It would have been a full sea of pink if it weren't for winter jackets, but the sentiments, and many flecks of the rose-coloured hue, were there.

NNSL photo/graphic

Donnie Seaton, left, holds an anti-bullying sign with Sylvia Lockhart, Braiden Charlton, Angela Boutilier and Madison Loutit before a Pink Parade by students from Harry Camsell School and Princess Alexandra School. - Angele Cano/NNSL photo

Classes from Harry Camsell School and Princess Alexandra School participated in Hay River's first Pink Parade on Feb. 27.

Led by members of the Hay River Fire Department also decked out in pink, and a crew of enthusiastic teachers, students marched together from Princess Alexandra to the Don Stewart Recreation Centre in the early afternoon hours.

The pink shirts and sweaters covered by their winter wear were replaced by pink armbands and paper pseudo-stop signs declaring 'Bullying Stops Here.'

“Today you are making a very strong statement standing up against bullying,” said school principal Chris Philpotts as he addressed students. “If you see someone being bullied, you intervene. If you are being bullied, use your wits. Walk away. Ignore them. Tell someone.”

Philpotts was referring to the WITS (Walk away, Ignore, Talk it out, Seek help) program that came to the schools earlier this year. That and the LEADS (Look up and listen, Explore points of view, Act, Did it work, and Seek help) program were created to help make for healthy learning environments for students, giving them skills to manage if they were bullied.

The original Pink Shirt Day movement began in Nova Scotia, where two high school students decided to stand up for a boy who was beaten up for wearing a pink shirt. They spread the word, bought 50 pink T-shirts and showed up the next day in support of their classmate.

Since that day in 2009, that gesture of support has morphed into a national day of bullying awareness support for mental health.

Princess Alexandra vice-principal Carolyn Carroll said staff decided to organize the march as a more mobile part of the movement.

"We really wanted to make a statement this year,” said Carroll. “I'm sure we are not going to eradicate bullying off the face of planet, but we can take a step towards action. This way, students make a personal commitment, showing the whole town we are wearing pink and getting that message about respecting and caring about each other.”

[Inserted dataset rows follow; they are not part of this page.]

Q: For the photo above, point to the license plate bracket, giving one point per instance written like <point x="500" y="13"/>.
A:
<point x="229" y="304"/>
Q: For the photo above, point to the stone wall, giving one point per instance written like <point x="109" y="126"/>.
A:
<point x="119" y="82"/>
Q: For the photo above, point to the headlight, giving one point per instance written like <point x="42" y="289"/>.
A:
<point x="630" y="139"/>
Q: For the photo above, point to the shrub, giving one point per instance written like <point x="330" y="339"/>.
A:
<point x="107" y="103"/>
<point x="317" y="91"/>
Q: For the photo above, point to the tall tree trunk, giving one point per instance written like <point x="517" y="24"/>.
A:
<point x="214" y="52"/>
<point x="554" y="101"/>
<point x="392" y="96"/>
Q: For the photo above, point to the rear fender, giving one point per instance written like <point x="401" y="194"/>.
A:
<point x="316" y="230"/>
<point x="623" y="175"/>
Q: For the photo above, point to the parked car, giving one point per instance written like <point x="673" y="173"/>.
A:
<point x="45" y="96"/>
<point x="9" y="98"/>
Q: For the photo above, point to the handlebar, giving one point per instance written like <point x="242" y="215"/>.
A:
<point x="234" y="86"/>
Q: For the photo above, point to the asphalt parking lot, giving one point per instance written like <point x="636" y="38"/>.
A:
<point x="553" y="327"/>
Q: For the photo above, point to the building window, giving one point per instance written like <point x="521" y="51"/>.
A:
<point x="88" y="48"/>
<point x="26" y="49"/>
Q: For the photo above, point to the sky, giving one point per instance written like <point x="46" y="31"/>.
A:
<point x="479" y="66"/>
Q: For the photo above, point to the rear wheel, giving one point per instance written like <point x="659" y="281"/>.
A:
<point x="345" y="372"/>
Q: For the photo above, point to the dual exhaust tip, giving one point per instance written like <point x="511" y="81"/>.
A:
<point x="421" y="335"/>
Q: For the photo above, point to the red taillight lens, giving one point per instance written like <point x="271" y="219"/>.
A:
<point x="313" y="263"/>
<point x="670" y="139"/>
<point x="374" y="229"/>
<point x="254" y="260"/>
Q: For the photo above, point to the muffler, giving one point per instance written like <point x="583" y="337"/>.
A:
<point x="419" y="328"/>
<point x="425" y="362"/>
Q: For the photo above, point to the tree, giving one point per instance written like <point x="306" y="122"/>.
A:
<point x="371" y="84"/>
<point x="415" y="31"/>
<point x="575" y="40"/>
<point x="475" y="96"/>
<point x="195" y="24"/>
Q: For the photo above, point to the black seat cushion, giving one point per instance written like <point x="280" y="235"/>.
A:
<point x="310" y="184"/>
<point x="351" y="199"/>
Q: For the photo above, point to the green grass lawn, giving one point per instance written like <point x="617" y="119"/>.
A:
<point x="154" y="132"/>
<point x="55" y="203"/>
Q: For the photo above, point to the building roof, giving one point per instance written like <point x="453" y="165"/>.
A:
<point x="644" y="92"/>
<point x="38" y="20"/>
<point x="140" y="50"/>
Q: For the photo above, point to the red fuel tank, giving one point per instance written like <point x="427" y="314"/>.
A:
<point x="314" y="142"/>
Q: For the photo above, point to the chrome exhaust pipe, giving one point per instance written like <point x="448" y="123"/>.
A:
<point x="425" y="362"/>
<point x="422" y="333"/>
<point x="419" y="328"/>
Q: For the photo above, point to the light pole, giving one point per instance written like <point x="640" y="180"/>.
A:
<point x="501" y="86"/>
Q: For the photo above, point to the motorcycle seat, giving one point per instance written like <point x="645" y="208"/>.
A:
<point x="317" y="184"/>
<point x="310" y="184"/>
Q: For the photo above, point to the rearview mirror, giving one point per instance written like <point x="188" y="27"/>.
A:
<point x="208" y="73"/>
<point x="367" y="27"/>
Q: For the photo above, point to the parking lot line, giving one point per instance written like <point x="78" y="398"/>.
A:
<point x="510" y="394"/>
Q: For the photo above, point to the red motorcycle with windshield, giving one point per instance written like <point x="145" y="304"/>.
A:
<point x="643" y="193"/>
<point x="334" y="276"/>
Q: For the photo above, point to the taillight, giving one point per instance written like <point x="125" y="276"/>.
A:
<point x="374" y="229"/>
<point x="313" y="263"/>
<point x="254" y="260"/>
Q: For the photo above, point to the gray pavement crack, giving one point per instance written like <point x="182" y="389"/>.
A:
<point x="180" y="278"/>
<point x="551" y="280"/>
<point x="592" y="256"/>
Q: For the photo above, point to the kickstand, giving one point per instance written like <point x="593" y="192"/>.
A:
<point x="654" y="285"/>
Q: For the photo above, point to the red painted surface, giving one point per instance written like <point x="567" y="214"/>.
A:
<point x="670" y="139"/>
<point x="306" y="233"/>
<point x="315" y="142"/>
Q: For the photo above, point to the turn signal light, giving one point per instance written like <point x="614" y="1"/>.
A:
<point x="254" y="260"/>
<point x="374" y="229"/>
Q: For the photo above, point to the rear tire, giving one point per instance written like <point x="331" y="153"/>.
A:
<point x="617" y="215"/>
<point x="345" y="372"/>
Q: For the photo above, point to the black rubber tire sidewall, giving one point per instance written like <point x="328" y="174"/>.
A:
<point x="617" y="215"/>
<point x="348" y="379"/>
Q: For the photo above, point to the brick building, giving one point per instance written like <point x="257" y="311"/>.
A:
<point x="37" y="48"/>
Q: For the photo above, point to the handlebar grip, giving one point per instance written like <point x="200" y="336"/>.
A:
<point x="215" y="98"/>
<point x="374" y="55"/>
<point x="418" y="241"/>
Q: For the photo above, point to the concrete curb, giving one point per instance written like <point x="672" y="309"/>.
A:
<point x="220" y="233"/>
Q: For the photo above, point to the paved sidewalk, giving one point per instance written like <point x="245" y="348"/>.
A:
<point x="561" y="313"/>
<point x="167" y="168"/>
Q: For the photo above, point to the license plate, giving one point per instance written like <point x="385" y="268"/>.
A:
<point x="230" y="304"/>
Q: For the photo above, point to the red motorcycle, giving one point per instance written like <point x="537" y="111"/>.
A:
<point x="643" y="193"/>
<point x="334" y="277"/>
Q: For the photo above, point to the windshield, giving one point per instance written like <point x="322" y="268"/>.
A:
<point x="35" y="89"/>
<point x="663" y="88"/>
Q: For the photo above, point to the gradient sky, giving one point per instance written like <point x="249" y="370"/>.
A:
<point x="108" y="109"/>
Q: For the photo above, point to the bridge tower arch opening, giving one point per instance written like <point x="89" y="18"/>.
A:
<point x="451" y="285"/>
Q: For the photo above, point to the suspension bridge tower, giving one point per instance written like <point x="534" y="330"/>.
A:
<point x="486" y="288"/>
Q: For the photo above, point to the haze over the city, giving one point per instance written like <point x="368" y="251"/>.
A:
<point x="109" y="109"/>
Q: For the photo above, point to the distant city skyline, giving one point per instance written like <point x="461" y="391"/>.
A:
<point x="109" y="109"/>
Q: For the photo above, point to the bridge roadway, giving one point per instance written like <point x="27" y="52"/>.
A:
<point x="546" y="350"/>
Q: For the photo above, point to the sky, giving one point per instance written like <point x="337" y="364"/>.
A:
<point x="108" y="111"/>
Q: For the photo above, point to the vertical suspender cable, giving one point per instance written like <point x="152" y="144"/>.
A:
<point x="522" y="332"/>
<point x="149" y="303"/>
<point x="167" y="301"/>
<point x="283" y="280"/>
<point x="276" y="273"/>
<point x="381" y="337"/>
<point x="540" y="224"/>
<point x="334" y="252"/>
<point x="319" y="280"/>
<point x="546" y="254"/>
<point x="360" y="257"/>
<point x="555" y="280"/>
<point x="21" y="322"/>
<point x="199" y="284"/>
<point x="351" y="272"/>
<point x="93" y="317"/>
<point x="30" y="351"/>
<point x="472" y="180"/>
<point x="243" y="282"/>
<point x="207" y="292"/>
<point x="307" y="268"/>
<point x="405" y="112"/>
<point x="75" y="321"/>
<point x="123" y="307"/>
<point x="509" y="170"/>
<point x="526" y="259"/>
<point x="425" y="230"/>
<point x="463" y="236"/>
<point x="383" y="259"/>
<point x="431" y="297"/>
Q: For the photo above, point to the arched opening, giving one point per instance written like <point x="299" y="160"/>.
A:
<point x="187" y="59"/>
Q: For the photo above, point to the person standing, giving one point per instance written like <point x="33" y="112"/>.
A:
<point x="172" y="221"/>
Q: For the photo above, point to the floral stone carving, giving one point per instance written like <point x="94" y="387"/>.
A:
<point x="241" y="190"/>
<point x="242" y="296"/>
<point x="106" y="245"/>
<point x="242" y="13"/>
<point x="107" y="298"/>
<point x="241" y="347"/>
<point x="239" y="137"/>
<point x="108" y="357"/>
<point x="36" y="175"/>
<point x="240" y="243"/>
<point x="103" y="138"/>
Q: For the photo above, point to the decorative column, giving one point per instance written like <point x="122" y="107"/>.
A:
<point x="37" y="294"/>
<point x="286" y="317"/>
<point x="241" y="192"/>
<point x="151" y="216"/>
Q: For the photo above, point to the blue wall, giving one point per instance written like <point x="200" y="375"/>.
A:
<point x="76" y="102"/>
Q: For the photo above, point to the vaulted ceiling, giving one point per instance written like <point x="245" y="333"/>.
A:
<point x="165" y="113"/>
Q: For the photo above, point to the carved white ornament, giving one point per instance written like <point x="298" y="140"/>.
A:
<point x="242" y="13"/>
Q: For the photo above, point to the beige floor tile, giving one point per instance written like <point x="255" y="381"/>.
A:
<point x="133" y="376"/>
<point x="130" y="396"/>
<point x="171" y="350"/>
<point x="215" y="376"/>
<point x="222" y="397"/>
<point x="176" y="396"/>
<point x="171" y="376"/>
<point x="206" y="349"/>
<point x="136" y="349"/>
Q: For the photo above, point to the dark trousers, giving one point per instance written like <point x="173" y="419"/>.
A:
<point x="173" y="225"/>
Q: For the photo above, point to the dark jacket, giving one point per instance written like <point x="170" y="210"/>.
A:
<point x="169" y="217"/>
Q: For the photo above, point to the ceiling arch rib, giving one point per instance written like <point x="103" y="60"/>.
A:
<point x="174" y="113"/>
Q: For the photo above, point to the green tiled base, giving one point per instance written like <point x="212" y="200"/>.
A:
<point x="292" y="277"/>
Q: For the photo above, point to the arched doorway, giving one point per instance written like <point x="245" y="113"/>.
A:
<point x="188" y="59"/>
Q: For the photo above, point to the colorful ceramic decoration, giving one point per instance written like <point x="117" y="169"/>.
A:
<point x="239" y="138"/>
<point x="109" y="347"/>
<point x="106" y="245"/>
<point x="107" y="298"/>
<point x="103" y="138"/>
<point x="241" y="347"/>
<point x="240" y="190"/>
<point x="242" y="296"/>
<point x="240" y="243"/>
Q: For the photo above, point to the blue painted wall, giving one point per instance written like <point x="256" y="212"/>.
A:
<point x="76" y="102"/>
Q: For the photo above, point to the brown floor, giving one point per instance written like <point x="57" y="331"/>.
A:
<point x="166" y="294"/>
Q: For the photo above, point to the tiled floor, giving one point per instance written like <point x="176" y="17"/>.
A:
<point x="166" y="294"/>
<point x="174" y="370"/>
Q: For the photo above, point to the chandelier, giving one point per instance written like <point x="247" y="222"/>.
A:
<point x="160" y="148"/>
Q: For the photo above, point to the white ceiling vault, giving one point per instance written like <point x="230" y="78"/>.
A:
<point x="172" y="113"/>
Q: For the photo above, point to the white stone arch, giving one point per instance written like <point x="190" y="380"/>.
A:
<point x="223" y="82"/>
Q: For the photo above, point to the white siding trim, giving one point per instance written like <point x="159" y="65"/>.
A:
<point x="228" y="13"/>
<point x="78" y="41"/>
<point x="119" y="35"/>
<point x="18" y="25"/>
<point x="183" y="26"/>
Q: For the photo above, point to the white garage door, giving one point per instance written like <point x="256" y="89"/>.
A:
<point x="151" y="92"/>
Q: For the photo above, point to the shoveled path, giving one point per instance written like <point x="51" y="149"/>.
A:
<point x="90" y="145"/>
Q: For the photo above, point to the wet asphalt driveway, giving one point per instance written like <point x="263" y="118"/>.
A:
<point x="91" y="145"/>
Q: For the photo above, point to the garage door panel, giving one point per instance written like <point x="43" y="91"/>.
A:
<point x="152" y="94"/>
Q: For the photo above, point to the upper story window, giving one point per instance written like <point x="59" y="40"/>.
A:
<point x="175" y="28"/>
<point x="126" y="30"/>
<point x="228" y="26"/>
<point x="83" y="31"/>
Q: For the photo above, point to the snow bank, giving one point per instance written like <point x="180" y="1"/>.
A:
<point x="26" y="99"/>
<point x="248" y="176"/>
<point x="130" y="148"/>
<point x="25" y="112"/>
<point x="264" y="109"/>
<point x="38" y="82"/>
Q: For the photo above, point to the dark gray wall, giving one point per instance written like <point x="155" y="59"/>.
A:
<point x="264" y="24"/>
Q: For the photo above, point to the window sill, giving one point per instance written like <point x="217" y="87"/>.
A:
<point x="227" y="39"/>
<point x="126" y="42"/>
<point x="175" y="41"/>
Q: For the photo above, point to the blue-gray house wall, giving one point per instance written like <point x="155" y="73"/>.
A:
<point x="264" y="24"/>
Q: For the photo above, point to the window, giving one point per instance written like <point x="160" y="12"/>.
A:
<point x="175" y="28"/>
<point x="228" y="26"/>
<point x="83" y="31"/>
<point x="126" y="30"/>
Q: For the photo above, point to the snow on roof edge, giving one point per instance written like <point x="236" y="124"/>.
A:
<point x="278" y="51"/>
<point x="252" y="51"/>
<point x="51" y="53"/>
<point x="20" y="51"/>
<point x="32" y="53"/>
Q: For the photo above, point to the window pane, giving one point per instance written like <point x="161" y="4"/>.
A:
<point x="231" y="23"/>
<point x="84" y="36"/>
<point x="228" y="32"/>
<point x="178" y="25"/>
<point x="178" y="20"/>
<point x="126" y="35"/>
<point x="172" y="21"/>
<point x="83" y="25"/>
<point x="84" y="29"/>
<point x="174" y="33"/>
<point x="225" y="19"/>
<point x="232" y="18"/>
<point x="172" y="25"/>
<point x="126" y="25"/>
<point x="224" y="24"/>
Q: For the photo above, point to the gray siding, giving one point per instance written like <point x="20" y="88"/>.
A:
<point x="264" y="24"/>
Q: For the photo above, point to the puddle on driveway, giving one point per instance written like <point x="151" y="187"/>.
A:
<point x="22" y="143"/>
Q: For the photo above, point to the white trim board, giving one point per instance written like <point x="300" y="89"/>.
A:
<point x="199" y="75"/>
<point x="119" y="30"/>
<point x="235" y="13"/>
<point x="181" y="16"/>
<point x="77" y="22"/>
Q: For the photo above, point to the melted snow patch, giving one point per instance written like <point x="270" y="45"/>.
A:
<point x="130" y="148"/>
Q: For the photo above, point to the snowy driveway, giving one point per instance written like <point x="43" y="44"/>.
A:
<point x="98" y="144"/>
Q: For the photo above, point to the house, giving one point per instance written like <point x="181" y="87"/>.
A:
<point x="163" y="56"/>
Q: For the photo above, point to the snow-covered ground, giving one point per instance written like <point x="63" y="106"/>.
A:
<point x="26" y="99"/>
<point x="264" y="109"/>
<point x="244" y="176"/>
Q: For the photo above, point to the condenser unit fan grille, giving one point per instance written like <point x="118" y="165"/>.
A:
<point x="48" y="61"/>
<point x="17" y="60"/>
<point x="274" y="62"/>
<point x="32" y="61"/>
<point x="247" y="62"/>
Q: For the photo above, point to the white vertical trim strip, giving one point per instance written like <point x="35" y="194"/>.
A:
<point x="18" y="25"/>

Students Roxy Beaulieu and Shayna Wilford said they've both witnessed bullying within their school and still wrestle with what to do during such a situation. They've run to tell teachers and sometimes get involved by speaking up.

This is a start, said Fire Chief Ross Potter in addressing the students.

The Hay River Fire Department has partnered with the schools for the anti-bullying campaign.

“This is a campaign to stop bullying in all of the community, in all ages,” said Potter. “People can be bullied for the stupidest of reasons. We all have feelings, and deserve to be treated with respect.”